Conservative activists -- typified by the "values voters" who rallied in Washington -- picked abortion (83 percent) and same-sex marriage (65 percent) as their top two issues; just 6 percent cited health care. Progressives, meanwhile, cited poverty (74 percent) and health care (67 percent).

The only organized attention that health care received at the two-day summit was a panel discussion on "ObamaCare: Rationing Your Life Away." Judging from the voices of the "values voters," the two sides also can't seem to agree on basic facts, much less solutions.

Take, for example, the number of insured Americans. President Obama, and most surveys, put the number of Americans without health insurance at between 30 and 45 million. That's nonsense, said Dr. Rick Elimon, a general-practice surgeon from North Little Rock, Ark.

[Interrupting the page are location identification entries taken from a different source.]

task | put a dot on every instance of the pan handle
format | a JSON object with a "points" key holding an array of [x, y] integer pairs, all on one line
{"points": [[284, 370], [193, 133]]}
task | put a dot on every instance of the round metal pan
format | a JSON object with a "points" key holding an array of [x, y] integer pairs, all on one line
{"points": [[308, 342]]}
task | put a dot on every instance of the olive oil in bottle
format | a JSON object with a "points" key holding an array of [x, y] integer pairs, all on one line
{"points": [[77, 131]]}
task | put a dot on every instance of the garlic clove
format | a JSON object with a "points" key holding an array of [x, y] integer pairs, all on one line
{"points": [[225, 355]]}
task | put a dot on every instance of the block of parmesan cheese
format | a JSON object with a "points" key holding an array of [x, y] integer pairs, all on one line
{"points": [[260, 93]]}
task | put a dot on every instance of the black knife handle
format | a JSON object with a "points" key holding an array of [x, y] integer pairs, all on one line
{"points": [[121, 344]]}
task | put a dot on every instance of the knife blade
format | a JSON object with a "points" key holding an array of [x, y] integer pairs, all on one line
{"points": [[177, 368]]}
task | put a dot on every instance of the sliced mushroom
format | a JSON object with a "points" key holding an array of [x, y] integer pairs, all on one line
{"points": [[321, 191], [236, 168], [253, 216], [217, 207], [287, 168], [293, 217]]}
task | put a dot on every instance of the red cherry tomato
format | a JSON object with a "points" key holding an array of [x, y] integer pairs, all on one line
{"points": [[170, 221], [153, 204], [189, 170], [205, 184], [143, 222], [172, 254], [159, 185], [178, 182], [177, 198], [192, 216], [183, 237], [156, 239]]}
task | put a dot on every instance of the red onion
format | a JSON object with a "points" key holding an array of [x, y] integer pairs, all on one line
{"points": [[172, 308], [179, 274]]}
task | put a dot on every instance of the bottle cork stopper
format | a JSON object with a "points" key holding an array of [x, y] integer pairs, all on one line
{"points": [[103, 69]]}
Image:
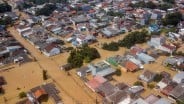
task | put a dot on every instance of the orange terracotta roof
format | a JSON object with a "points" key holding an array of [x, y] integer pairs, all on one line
{"points": [[131, 66], [39, 93]]}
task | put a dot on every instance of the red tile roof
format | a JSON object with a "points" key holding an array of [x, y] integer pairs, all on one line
{"points": [[49, 47], [131, 66], [39, 93], [95, 82]]}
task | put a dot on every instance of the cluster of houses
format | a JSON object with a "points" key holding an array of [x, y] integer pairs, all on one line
{"points": [[11, 51], [81, 23], [40, 93], [39, 37], [2, 82]]}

"It's totally blown out of proportion," he said. If you subtract illegal immigrants and those who intentionally choose not to buy health insurance, the number is closer to 10 million. "You're always going to have people who are not going to have insurance because they don't want it," he said.

They're people like Elimon's healthy (and employed) 28-year-old son, who his father said wants to spend money on other things, and Jan DeLand of Anchorage, Alaska, who said she gets along fine without insurance, and chafes at a government-imposed mandate to purchase insurance.

"That's not been my priority," she said. "I don't want to be forced into a system that I didn't choose."

Underlying the resistance to health care reform is a deep and abiding distrust of government. Delegates booed at any mention of "Obamacare," and cheered Texas Gov. Rick Perry when he decried a government that "has its hands too far in our pockets and its nose too deep in our business."

"We just need to go back to what Mr. Reagan said," said Marsalis' husband, William, a retired government engineer. "Government is the problem, not the solution."

Many attendees drew a distinction between access to health care and health care reform. Anyone who needs treatment, they said, can get the care they need. How they pay for it is their problem, no one else's.

"Personal responsibility is not something people want to do anymore," said Debbie Michael of Mount Airy, Md. "We expect the government to do it all."

Mandi Campbell, a 24-year-old graduate of Liberty University Law School who now works with the conservative legal firm Liberty Counsel, cited an uninsured friend who was injured in a skiing accident. The $10,000 MRI was eventually written off by the hospital, she said, when her friend couldn't afford to pay.

"So if someone truly needs care and emergency attention," she said, "there are options."

Still, some attendees said there is room for improvement. Lorie Watson, a nurse from Simpsonville, S.C., works for an insurance company administrating third-party claims and worries about the high costs of drugs and tests. She said Washington could have "a limited role in reform, but not in providing health care."

Tony Perkins, the president of the Family Research Council and FRC Action, which hosted the summit, said if you take a "government take-over" of health care and federal funding for abortion off the table, there is room to discuss making insurance more "accessible and affordable," starting with protecting doctors from malpractice suits and making insurance "portable" across state lines and jobs.

"That's a conversation we need to have," he said.

But for many conservatives, it's not a conversation that should involve any government agency.

"I don't want the same people who are running the DMV," said Howard University law student Mike Blackmon, "to be running my health care."